173This is freely translated from the French poem of Rutebeuf, written in octosyllabic couplets, about the middle of the thirteenth century. Rutebeuf was a famous minstrel whose vivid wit gave him a distinguished place among mediæval writers. His works are full of autobiographical details; he pictured his unhappy domestic life, his poverty, all his failings, and his virtues with an engaging frankness. In allegory he was a master of the mannerisms of his day. In satire he was original and clever. The monastic orders aroused his fiercest resentment, and he made sharp epigrams at their expense, accusing them of committing the seven deadly sins and more.
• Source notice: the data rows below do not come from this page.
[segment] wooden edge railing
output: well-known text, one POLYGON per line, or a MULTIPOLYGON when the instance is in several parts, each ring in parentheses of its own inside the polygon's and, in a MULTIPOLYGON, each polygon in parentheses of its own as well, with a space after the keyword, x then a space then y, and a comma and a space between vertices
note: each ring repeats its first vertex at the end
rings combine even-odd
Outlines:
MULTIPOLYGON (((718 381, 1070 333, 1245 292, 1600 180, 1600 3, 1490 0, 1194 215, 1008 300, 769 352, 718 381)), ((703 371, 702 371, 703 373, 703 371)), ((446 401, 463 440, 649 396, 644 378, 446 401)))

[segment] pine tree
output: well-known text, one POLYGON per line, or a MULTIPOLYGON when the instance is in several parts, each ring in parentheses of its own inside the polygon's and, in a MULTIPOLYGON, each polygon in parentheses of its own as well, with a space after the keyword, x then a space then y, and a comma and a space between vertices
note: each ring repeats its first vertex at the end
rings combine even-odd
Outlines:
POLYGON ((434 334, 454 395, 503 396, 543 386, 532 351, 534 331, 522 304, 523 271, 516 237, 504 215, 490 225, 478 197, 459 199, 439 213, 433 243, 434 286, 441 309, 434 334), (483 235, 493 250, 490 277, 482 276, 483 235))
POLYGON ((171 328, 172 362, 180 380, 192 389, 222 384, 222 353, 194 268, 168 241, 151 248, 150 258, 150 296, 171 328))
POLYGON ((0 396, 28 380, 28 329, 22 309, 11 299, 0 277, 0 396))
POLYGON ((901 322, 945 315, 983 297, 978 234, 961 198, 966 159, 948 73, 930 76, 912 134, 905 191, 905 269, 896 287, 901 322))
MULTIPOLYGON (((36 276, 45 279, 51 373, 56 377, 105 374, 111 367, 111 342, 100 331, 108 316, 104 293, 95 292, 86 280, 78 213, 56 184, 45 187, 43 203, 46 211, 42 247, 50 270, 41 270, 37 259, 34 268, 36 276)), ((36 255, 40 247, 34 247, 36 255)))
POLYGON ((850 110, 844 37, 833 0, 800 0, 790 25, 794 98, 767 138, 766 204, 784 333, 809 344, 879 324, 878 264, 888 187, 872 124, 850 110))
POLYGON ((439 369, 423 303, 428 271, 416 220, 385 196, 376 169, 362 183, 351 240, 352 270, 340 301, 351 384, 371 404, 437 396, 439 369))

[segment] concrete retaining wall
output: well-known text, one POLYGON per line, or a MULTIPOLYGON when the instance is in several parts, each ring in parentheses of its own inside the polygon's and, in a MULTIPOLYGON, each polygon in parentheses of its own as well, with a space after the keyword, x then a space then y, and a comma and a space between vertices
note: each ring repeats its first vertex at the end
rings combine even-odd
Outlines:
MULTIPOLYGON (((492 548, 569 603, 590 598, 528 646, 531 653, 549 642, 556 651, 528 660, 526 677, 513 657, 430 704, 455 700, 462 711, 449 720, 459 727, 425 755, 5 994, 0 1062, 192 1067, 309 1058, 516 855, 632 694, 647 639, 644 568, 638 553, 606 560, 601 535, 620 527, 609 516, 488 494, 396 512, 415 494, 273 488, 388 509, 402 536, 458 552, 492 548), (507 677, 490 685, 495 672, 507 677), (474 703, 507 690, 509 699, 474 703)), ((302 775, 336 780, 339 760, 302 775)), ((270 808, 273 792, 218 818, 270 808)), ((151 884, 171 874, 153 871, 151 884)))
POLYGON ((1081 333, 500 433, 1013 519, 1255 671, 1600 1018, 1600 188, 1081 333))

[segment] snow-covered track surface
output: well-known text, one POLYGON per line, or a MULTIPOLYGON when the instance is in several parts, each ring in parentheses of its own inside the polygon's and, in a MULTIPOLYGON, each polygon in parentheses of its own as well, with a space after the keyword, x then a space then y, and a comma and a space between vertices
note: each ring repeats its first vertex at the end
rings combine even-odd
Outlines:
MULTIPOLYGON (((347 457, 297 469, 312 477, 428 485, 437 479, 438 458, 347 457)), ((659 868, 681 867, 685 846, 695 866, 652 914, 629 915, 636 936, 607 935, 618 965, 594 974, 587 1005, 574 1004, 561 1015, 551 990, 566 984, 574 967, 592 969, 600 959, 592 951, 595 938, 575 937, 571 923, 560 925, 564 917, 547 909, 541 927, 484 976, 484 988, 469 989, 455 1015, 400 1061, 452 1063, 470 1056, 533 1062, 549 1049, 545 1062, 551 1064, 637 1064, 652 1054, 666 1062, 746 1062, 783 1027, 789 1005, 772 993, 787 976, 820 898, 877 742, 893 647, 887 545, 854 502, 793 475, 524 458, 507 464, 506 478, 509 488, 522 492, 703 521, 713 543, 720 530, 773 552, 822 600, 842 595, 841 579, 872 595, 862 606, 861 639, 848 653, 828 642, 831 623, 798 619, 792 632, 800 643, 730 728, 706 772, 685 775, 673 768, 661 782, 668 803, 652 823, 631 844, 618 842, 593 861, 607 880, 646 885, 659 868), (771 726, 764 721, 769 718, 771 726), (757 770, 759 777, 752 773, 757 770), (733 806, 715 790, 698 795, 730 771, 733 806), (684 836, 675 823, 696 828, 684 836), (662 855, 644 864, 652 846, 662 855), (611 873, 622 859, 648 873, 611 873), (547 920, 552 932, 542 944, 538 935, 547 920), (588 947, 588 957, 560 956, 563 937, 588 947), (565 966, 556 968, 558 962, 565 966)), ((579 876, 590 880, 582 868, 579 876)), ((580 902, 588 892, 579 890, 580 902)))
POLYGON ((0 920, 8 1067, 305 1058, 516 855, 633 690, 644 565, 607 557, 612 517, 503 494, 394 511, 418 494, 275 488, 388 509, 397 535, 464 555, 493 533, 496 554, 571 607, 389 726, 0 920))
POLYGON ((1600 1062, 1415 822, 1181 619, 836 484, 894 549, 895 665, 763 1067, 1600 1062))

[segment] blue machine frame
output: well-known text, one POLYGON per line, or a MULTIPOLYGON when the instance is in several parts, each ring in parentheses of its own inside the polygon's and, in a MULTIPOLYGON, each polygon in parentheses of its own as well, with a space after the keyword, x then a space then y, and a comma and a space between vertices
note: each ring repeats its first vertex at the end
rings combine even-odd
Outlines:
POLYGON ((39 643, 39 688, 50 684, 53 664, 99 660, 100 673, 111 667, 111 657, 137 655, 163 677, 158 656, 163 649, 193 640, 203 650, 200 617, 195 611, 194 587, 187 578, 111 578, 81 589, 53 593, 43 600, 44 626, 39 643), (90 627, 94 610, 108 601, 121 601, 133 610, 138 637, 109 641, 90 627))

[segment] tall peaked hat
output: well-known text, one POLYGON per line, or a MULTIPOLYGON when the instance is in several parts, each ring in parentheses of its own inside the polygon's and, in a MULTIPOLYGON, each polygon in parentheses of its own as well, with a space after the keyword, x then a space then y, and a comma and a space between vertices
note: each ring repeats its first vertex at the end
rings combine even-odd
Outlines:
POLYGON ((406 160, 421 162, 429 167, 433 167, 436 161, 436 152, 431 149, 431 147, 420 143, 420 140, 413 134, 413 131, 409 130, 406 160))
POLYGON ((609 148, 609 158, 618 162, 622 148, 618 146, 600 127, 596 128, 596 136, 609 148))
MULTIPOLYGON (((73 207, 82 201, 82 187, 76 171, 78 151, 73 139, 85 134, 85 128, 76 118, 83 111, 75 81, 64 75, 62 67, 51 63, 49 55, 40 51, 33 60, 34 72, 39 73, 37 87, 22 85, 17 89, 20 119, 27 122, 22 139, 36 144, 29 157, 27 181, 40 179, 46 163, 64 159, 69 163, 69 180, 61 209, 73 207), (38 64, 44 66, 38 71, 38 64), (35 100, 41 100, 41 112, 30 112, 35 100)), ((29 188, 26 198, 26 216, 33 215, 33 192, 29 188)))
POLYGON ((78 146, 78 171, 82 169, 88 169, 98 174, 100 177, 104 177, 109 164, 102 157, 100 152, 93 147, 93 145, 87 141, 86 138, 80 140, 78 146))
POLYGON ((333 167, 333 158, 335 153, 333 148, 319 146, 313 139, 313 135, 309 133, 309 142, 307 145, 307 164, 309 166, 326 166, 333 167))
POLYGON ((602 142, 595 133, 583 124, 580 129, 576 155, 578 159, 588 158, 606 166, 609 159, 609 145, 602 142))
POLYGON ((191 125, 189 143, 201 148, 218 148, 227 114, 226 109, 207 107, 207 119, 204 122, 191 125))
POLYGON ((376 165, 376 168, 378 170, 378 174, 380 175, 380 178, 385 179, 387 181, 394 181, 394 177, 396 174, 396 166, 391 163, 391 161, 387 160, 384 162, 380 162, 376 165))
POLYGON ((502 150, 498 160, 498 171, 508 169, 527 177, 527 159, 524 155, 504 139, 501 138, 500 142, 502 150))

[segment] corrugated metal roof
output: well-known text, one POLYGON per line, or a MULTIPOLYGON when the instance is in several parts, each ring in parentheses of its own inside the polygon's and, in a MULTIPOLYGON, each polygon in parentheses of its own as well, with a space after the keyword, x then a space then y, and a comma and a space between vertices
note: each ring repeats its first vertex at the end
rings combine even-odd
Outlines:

The dry incisiveness of his ridicule may have impressed Chaucer and also the author of “Piers Plowman,” although we have no proof of this. A very good study of Rutebeuf, has been published by L. Cledat, Paris, 1891. The description of the mediæval student gives a true picture of the day, but Chaucer’s description of the Clerk of Oxford should be read as complement. For details regarding student life of the Middle Ages, consult
RASHDALL, H. The Universities of Europe in the Middle Ages, 3 vols. London, 1895.
HEWETT, W. T. University Life in the Middle Ages. Harper’s Magazine, 1987.
SYMONDS, J. A. Wine, Women and Song (translations of many student songs of the Middle Ages). Chatto and Windus, London, 1907.